Parnell indicó en declaraciones remitidas a EFE que esta revisión «en última instancia, se trata de nuestras tropas y de la seguridad del pueblo estadounidense».
El acuerdo entre el Pentágono y Anthropic
El Pentágono estaría presionando a cuatro compañías con grandes laboratorios de IA, entre ellas Anthropic, para que permitan al Ejército utilizar sus herramientas para «todos los fines legales», incluido la recopilación de inteligencia, el desarrollo de armas y las operaciones en el campo de batalla, según publica Axios.
De acuerdo con estos reportes, que citan a un funcionario del Gobierno bajo anonimato, el Departamento de Guerra estaría considerando varias alternativas, desde reducir la colaboración con Anthropic o romperla por completo. «Pero tendrá que haber un reemplazo ordenado, si creemos que esa es la solución correcta», dijo la fuente.
Anthropic insiste en mantener salvaguardas en dos áreas sensibles: la vigilancia masiva de estadounidenses y el armamento totalmente autónomo.
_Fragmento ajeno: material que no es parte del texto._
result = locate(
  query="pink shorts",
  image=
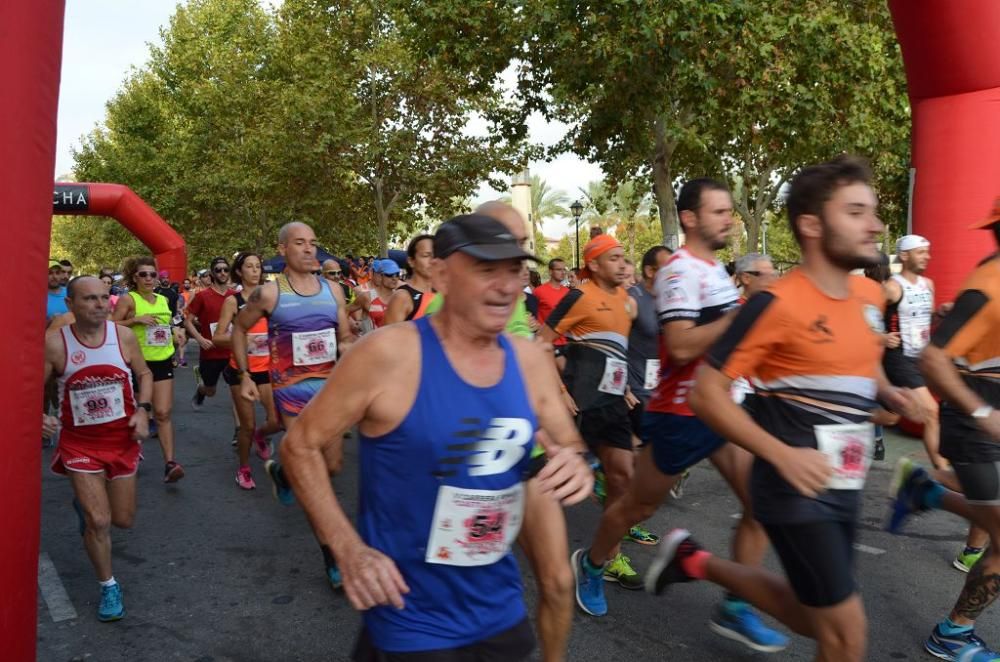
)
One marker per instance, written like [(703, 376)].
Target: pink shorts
[(114, 461)]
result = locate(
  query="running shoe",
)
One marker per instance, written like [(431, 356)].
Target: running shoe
[(81, 523), (172, 472), (642, 535), (333, 576), (589, 588), (739, 622), (112, 608), (879, 454), (961, 647), (620, 570), (600, 485), (245, 479), (281, 490), (666, 568), (264, 450), (677, 491), (964, 562), (906, 490)]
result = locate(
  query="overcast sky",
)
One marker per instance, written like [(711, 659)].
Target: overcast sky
[(105, 38)]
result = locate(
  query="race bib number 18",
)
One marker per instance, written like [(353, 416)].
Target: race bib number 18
[(474, 527)]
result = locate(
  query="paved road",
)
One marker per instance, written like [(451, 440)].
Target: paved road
[(215, 574)]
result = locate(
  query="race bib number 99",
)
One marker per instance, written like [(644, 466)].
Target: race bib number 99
[(99, 404), (474, 527)]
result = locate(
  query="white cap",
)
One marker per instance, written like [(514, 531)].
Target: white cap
[(911, 241)]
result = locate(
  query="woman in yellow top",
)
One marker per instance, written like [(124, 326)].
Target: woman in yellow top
[(148, 315)]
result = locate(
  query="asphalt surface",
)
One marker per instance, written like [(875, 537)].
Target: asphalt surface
[(212, 573)]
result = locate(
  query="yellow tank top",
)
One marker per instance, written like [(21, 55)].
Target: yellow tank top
[(156, 342)]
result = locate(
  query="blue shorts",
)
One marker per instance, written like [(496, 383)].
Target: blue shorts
[(290, 400), (678, 442)]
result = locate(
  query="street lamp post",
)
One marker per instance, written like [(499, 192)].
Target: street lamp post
[(577, 210)]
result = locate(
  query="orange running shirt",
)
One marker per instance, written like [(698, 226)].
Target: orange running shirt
[(815, 360)]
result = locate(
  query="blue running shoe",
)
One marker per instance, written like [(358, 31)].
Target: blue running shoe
[(961, 647), (112, 608), (81, 523), (589, 588), (907, 488), (333, 576), (281, 490), (737, 621)]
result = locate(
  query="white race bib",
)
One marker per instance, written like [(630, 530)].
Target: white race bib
[(257, 344), (652, 379), (101, 403), (158, 335), (312, 347), (474, 527), (615, 377), (849, 448)]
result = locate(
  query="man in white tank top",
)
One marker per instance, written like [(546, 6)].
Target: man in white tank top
[(102, 419)]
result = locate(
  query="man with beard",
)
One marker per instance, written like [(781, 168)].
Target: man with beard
[(813, 342), (200, 321), (696, 302)]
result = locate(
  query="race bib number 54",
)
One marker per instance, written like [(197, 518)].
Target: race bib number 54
[(474, 527)]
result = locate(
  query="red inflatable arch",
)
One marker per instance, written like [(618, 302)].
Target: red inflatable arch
[(954, 84), (120, 203), (953, 75)]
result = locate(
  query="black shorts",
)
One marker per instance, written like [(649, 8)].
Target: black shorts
[(902, 371), (818, 558), (162, 370), (606, 426), (210, 370), (635, 415), (508, 646), (678, 442), (980, 482), (262, 378)]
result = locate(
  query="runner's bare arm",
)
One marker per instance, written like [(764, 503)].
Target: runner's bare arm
[(370, 577), (806, 469), (399, 308), (260, 303), (565, 475), (223, 334), (685, 341)]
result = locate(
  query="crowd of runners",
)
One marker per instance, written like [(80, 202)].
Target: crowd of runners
[(484, 403)]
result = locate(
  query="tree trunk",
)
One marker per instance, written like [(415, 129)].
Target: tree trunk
[(663, 189)]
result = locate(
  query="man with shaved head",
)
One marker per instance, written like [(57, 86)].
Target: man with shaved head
[(307, 328), (102, 418)]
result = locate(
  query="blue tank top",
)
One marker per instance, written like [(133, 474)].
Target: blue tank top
[(301, 334), (455, 435)]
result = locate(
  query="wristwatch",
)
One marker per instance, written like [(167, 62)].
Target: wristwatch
[(982, 412)]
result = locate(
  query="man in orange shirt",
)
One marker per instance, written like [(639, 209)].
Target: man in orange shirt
[(813, 343)]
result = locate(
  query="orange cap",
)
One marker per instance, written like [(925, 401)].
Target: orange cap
[(994, 217), (595, 248)]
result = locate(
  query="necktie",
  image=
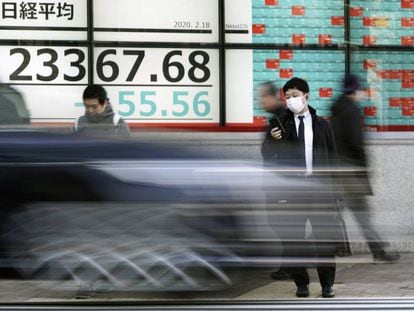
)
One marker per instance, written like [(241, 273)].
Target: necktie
[(301, 137)]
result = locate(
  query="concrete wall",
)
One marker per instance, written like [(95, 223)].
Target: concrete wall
[(392, 178)]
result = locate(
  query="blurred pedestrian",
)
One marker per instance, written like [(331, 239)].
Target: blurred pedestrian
[(348, 134), (304, 140), (273, 105), (99, 118), (13, 110)]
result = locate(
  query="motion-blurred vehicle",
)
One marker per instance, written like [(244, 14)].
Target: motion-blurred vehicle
[(138, 216)]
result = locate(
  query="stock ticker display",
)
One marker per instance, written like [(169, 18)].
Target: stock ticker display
[(389, 88), (382, 22), (322, 69), (298, 22)]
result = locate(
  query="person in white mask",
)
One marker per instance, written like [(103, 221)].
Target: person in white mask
[(304, 141)]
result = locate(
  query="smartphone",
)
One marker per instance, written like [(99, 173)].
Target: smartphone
[(280, 124)]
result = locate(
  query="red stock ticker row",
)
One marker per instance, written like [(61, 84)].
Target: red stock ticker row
[(323, 39), (407, 79)]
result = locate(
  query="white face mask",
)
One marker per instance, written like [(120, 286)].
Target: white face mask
[(295, 104)]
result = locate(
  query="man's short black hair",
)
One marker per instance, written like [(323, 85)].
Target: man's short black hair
[(296, 83), (95, 91), (269, 88)]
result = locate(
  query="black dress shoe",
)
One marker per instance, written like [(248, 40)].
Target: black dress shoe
[(327, 291), (385, 257), (280, 275), (302, 291)]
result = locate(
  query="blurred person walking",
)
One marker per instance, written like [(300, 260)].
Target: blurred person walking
[(305, 140), (271, 103), (13, 110), (99, 118), (348, 134)]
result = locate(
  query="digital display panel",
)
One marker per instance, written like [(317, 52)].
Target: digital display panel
[(382, 22), (43, 20), (161, 85), (389, 89), (160, 21), (298, 22)]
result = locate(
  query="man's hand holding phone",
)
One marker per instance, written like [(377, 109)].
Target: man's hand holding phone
[(276, 133)]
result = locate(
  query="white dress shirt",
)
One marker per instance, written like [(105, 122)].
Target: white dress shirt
[(307, 121)]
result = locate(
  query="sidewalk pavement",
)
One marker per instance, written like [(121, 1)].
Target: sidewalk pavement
[(357, 277)]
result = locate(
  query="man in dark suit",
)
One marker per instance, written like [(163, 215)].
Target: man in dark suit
[(304, 142), (347, 128)]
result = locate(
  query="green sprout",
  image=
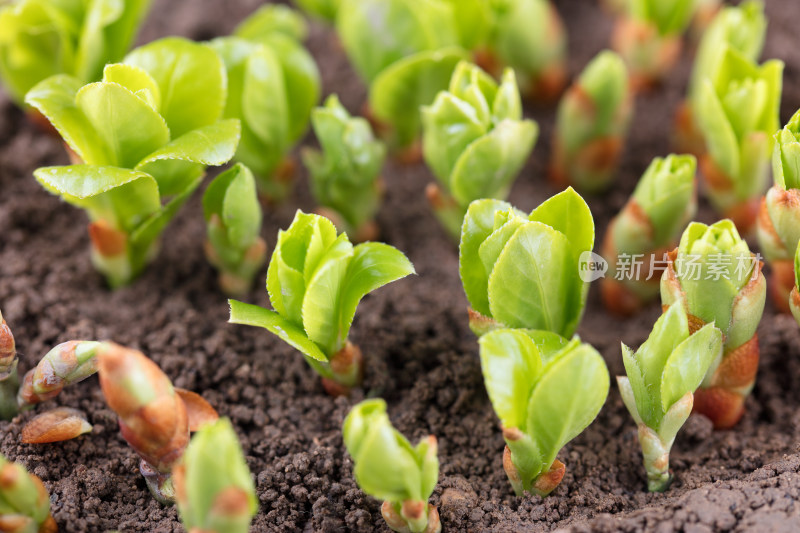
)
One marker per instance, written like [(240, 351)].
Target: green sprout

IA usada en la operación contra Maduro en Venezuela
Las tensiones entre el Ejército de EE.UU: y la compañía se habrían aumentado por el uso de Claude, el modelo de IA de la tecnológica, en la operación para capturar al entonces presidente de Venezuela, Nicolás Maduro, el pasado 3 de enero, a través de la asociación de Anthropic con la firma de software de IA Palantir, afirmó Axios.
Un alto funcionario del Pentágono también dijo a ese medio estadounidense que el secretario de Guerra, Pete Hegseth, está «a punto» de cortar vínculos con Anthropic, que el verano pasado firmó un contrato de unos 200 millones de dólares con las Fuerzas Armadas de EE.UU.
Hegseth estaría incluso pensando en ir más allá y designar a la empresa de IA como un «riesgo para la cadena de suministro», una penalización que usualmente se usa contra adversarios extranjeros y que pondría en peligro las relaciones de la tecnológica con otras empresas que hacen negocios con el Ejército estadounidense.
A la consulta de EFE, el Pentágono declinó compartir detalles sobre estos reportes.
Un portavoz de Anthropic dijo que la compañía está comprometida con el ámbito de la seguridad nacional.